Hanmyh était un mot d’amour en Ashansha qui se traduisait simplement par « mon/ma bien-aimé(e) », et on le réservait surtout à la famille et les amis les plus proches, ou par défaut à l’être aimé. La Dame de Lorient caressa affectueusement le pommeau de son arme, malgré le caractère ronchon de celle-ci, puis fit apparaître un autre vêtement, une grande cape de voyage, pour masquer son corps. Rabattant sa capuche sur sa tête, elle sortit finalement de la ruelle, pivota sur la droite pour ensuite marcher en direction de la Noble Caresse d’un pas décidé. Pendant qu’elle marchait, elle se demandait comment elle allait aborder l’établissement; elle pouvait aussi bien se faire passer pour une cliente. Malgré ses habitudes d’accepter surtout des hommes, elle doutait que la matrone cracherait sur une bonne petite bourse d’or. Il ne lui fut pas très difficile de retrouver la Caresse; imaginez un établissement modérément correct dans un bas-quartier. Avoir des esclaves avait cet avantage; inutile de les payer, ils s’occupaient de récurer les murs et le toit de l’établissement. Comme toute bonne matrone, la directrice de cet établissement avait horreur de la saleté, et pour s’éviter les foudres de leur maîtresse. La Dame de Lorient se souvint très vite pour quelle raison elle abominait autant les esclavagistes et les propriétaires d’esclaves; tant de boulot, des conditions de vie misérables et des demandes toujours plus exigeantes tous les jours. L’esclavagisme ne datait pas d’hier, mais la condition des esclaves n’avait jamais été sérieusement prise en compte par les gouvernements, puisqu’officiellement, les esclaves sont des biens échangeables, de la marchandise, et non pas des êtres conscients et sensibles à part entière.
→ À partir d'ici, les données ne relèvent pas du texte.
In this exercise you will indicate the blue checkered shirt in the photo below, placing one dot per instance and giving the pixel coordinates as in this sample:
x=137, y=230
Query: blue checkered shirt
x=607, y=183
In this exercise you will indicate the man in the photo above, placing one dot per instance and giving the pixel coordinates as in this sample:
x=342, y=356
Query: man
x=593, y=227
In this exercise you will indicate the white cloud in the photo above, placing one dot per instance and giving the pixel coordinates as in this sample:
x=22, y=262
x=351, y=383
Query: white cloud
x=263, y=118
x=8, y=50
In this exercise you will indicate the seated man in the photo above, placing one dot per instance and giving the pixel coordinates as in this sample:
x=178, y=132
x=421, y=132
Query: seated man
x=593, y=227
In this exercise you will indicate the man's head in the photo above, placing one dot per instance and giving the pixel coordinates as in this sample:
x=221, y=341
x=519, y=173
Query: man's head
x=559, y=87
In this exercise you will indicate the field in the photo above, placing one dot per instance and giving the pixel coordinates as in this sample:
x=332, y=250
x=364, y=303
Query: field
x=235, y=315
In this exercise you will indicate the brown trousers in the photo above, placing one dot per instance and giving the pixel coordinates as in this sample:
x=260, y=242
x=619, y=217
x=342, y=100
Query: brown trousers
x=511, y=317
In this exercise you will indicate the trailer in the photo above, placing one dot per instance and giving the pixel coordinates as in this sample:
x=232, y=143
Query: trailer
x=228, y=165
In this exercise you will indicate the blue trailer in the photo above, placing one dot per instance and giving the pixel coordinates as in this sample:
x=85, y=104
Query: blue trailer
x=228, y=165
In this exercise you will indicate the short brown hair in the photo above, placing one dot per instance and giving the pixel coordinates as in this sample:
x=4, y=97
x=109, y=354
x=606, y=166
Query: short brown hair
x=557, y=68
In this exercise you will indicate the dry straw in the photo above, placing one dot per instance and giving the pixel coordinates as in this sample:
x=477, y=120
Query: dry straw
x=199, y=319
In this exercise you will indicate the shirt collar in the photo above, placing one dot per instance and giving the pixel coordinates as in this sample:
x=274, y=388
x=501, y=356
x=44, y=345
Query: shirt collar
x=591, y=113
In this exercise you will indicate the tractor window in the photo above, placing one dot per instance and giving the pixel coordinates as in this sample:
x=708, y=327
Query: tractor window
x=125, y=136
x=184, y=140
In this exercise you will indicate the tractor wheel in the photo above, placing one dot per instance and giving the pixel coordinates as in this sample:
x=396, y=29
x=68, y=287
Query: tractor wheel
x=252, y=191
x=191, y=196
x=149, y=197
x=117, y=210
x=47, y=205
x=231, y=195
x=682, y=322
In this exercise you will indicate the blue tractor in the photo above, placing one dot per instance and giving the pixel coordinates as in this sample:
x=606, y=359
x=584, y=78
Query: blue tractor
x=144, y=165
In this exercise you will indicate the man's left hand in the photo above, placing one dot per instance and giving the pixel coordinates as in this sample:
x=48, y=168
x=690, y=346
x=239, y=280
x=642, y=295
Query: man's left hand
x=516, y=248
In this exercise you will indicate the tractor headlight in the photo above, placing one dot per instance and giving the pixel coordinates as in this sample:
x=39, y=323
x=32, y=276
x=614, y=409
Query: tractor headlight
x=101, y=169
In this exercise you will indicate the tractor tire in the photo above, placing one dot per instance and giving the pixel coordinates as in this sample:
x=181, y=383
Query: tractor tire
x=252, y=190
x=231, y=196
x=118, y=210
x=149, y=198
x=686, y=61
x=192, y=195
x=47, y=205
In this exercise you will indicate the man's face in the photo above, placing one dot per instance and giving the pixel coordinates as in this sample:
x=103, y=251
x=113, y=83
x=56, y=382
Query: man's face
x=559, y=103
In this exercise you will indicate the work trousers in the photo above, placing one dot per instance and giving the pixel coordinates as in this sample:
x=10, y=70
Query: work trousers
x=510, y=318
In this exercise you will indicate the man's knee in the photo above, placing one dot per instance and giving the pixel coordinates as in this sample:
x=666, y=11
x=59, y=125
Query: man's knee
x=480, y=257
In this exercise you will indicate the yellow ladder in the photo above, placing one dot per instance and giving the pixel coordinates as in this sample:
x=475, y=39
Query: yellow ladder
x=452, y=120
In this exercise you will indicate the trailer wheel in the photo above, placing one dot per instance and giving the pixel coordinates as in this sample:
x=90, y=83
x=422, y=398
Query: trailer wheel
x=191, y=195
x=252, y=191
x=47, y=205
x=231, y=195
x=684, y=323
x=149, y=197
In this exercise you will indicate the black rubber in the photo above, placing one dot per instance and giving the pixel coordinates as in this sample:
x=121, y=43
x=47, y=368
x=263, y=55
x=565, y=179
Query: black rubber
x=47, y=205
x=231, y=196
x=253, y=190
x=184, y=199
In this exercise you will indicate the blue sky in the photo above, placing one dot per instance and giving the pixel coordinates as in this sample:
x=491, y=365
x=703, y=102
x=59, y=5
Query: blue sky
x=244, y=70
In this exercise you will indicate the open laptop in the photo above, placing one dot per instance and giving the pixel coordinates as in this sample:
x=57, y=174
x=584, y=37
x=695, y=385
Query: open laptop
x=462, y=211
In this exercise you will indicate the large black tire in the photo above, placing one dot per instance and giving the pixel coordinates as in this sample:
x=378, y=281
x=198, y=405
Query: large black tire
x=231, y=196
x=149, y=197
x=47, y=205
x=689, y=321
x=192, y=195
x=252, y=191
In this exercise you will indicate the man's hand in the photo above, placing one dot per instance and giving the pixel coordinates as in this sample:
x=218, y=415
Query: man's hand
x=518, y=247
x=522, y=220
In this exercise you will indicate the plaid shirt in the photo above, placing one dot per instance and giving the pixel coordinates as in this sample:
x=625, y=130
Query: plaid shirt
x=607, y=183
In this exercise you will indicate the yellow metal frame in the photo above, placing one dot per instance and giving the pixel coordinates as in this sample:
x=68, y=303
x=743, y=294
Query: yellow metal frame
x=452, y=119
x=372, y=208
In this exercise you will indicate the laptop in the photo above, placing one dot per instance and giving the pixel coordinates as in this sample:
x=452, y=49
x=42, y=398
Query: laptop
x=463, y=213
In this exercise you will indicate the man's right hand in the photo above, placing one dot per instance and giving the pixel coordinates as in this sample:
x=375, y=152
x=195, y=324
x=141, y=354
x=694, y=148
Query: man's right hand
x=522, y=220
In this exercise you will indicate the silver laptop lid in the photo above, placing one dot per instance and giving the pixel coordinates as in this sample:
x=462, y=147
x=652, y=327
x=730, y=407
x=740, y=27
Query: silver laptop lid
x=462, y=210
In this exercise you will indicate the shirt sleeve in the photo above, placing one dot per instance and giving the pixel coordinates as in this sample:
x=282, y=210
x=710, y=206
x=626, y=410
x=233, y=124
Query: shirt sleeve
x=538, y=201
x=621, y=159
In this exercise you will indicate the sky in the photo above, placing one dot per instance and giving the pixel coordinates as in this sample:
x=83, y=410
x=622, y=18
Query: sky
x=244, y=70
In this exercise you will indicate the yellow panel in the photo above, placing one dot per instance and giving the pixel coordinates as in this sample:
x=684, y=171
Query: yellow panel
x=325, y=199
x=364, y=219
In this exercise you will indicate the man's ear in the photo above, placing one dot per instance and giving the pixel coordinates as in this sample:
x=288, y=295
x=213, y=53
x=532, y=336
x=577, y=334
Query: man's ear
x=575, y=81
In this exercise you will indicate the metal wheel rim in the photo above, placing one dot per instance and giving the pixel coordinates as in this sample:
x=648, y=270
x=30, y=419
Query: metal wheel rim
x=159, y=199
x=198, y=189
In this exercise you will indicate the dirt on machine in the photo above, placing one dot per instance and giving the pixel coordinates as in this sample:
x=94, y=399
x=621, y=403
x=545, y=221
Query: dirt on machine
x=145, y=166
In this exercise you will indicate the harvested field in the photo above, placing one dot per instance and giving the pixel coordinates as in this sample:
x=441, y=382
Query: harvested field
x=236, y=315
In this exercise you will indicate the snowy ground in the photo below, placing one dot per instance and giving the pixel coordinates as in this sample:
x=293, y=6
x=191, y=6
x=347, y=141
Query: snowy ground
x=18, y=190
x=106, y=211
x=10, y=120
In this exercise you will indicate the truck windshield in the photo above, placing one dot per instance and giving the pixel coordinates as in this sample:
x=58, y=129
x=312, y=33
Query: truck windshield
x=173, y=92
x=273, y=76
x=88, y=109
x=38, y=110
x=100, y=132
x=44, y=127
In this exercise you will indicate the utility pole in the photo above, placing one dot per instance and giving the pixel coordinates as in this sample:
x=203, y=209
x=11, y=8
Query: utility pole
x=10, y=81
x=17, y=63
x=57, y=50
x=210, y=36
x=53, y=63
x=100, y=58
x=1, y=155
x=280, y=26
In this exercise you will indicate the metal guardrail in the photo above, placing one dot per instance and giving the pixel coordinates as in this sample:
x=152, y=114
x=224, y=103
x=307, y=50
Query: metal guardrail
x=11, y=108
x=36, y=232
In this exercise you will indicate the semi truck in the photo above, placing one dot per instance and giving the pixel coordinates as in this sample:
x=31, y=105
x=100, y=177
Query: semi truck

Mais elle n’était pas là pour ça. Elle poussa simplement la porte du bordel, et entra. Alors qu’à l’extérieur, c’était plutôt tranquille, l’intérieur était autrement moins chaleureux. Il y régnait une chaleur presque oppressante et une odeur nauséabonde. L’odeur de la décadence et de la luxure. C’était bien un bordel. Le Roi de Meisa contint son mépris pour se trouver une place. Quelques femmes, presque nues, les pieds portant des chaines à la mode Ashnardienne pour signaler qu’elles étaient bien des esclaves, se promenaient entre les clients. Elle nota la présence d’escaliers, menant probablement aux chambres, ainsi que de quelques hommes armés. Des gardes. Enfin, de gardes, ils n’avaient que le nom, puisqu’ils semblaient bien profiter de leur fonction en s’entourant de jeunes mignonnettes. La Dame de Lorient trouva simplement un siège tranquille dans un coin, et fit venir à elle une des esclaves, l’asseyant sur ses cuisses, rabattant doucement sa capuche pour dévoiler deux pupilles aux iris dorées.
« Dis-moi… connais-tu la Fille à l’Ange Gardien? »
Elle avait évidemment monté ce nom d’elle-même. La fonction d’un ange gardien étant de protéger une personne à qui il a été affecté, peut-être qu’une de ces jolies dames avait déjà entendu parler d’accidents ou de disparitions qui semblaient frapper ceux qui manquaient de respect à une des filles du bordel. La Dame de Lorient en profita pour également analyser l’endroit. Hormis les gardes, il n’y avait rien de particulièrement intéressant au niveau de la sécurité. Ces bougres n’intervenaient probablement pas si les filles se faisaient brutaliser, mais s’attaqueraient certainement aux mauvais payeurs, ce qui fit germer une idée dans sa tête au cas où Langley aurait besoin d’une diversion.